Terpaksa Jodoh

Terpaksa Jodoh
Home Alone


__ADS_3

Sudah dua malam tidur Alex tak nyenyak. Dia sebenarnya ingin menghubungi mertuanya, menanyakan perihal kabar dua perempuan yang sangat dia cintai. Namun, dia tidak ingin membuat keluarga isterinya itu tahu bahwa dia dan Ayu sedang ada masalah. Menjaga wibawa sebagai seorang suami itu perlu.


"Pak, besok pagi ada jadwal untuk ke Malaysia." Cleo menjelaskan. Perempuan itu juga melanjutkan bahwa mereka memiliki dua opsi waktu untuk berangkat, berangkat di awal malam agar bisa istirahat di hotel atau berangkat subuh agar bisa mempersiapkan diri.

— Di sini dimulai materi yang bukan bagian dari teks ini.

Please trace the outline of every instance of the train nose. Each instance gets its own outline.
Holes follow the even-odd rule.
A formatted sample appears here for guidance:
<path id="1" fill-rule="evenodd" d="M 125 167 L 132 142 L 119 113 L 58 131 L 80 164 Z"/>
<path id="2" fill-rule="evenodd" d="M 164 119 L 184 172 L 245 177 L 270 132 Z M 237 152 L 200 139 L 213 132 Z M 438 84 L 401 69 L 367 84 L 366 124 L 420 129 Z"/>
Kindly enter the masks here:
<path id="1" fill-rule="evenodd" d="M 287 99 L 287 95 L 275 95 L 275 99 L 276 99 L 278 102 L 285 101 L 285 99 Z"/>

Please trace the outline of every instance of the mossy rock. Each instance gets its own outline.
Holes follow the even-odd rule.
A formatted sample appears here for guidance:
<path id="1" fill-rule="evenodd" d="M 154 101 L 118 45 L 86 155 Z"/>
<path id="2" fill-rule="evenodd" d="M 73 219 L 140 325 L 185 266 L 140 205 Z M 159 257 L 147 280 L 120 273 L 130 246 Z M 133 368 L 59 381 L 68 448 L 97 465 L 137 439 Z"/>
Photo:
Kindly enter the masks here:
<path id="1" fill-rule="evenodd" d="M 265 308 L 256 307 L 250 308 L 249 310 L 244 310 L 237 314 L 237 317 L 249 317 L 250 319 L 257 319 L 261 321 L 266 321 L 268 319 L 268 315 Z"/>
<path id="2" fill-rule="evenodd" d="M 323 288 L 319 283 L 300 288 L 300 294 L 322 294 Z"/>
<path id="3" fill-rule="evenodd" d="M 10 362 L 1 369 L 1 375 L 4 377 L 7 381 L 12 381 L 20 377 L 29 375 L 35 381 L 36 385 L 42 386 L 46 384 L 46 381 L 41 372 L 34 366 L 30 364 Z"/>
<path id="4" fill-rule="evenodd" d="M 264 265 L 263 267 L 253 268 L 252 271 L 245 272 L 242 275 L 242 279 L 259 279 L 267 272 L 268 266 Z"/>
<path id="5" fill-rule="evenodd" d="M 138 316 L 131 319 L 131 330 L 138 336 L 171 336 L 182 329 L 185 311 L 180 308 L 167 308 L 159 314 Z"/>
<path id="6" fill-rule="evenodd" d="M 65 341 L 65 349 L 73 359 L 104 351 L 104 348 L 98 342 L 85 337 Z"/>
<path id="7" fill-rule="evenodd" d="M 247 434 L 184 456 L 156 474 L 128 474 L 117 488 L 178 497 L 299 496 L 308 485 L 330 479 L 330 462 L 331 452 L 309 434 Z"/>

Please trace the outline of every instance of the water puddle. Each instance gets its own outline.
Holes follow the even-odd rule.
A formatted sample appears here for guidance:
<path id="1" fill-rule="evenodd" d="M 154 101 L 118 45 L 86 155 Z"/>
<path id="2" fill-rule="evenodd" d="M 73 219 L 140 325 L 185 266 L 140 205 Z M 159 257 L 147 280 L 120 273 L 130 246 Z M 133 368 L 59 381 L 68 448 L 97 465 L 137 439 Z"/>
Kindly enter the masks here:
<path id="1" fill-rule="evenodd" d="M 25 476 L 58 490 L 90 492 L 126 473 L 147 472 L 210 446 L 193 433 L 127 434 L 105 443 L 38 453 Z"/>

Alex hanya termenung. Dia mendengar penjelasan Cleo, tetapi sebagian pikiran tertuju pada anak dan istrinya. Dia menimbang-nimbang untuk membuat keputusan. Dia tidak istirahat sejak kepergian Ayu, kalau harus menginap sendiri di rumah, maka dia pasti akan semakin kesepian.


"Kita berangkat selepas kerja. Pesan tiket sekarang. Sekalian, ikut aku ke rumah untum bereskan pakaian."


Cleo menurut. Mereka pun kembali ke apartemen Alex. Demi apa, Cleo melongo melihat penampakan apartemen yang selalu bersih dan teratur itu. Ada beberapa botol wine di atas meja, juga gelas.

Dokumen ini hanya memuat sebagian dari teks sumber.